La relación entre el déficit fiscal y la financiación autonómica recupera actualidad a través de un estudio reciente de la AIREF, comentado ya sobradamente, sobre qué recuperan las comunidades autónomas respecto de aquello que aportan en ingresos, expresión de su capacidad fiscal. La tiranía de los datos hace que a menudo se reduzca lo que es el resultado de un proceso (transferencias corrientes, inversiones, participaciones en recaudaciones, ya sean procedentes de competencias propias o de centrales) al número resultante. Unos aportan más que recuperan, y otros al revés, en cifras que —en términos de PIB relativo y siguiendo determinadas metodologías— se disfrazan, pero que son escandalosas en términos capitativos.
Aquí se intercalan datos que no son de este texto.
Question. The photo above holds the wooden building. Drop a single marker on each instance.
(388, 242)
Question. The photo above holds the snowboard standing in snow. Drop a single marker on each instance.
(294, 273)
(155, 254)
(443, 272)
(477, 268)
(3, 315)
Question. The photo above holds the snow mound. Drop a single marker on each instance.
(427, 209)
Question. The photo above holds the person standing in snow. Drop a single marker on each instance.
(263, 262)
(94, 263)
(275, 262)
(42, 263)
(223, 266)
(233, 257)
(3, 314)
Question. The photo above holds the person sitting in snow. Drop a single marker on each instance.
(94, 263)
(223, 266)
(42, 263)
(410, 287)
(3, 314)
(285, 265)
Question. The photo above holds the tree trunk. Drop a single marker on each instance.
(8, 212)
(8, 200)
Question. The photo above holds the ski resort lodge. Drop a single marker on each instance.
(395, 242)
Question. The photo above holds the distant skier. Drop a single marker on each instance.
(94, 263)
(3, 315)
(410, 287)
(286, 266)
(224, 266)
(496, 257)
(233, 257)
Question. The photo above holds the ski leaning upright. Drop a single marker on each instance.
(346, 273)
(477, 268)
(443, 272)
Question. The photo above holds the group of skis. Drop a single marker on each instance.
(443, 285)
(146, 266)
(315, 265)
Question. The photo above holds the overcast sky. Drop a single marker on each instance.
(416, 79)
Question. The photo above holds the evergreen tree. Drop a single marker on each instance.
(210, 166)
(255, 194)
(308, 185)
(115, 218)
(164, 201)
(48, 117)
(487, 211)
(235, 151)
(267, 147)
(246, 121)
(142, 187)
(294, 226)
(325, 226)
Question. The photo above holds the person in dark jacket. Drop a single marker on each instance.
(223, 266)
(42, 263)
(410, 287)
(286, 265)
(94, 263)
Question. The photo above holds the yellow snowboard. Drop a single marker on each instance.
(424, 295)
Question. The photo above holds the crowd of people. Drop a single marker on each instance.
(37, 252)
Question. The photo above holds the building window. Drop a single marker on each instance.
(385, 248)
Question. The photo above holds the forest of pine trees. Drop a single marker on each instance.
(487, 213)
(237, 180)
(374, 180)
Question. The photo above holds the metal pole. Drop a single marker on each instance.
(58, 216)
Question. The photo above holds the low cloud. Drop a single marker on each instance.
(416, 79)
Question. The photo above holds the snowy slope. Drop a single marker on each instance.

Es, de nuevo, la balanza fiscal, tan reclamada por unos como ignorada por otros. Aquí querría, sin embargo, comentar solo un par de puntos, relativos a la fórmula de financiación autonómica y a la solidaridad interterritorial, más allá de las cifras. La balanza fiscal es consecuencia, por una parte, de la recaudación de ingresos que el Estado hace sobre el territorio, y aquí la ambigüedad es poca, ya que afecta a las rentas y los consumos de los individuos, y las leyes son mayoritariamente estatales. Por otra parte, el gasto que retorna de aquellas contribuciones se expresa en tres componentes: uno, la parte que la administración central transfiere según cuánto permite que las comunidades autónomas participen de los impuestos cedidos (IRPF, IVA, Especiales); segundo, la nivelación que impone (quita a unos para dar a otros) según lo que estima que son las necesidades de cada comunidad; tres, lo que el Estado gasta a través de la administración central en cada territorio a partir de sus competencias exclusivas y de los ingresos propios (la mayoría).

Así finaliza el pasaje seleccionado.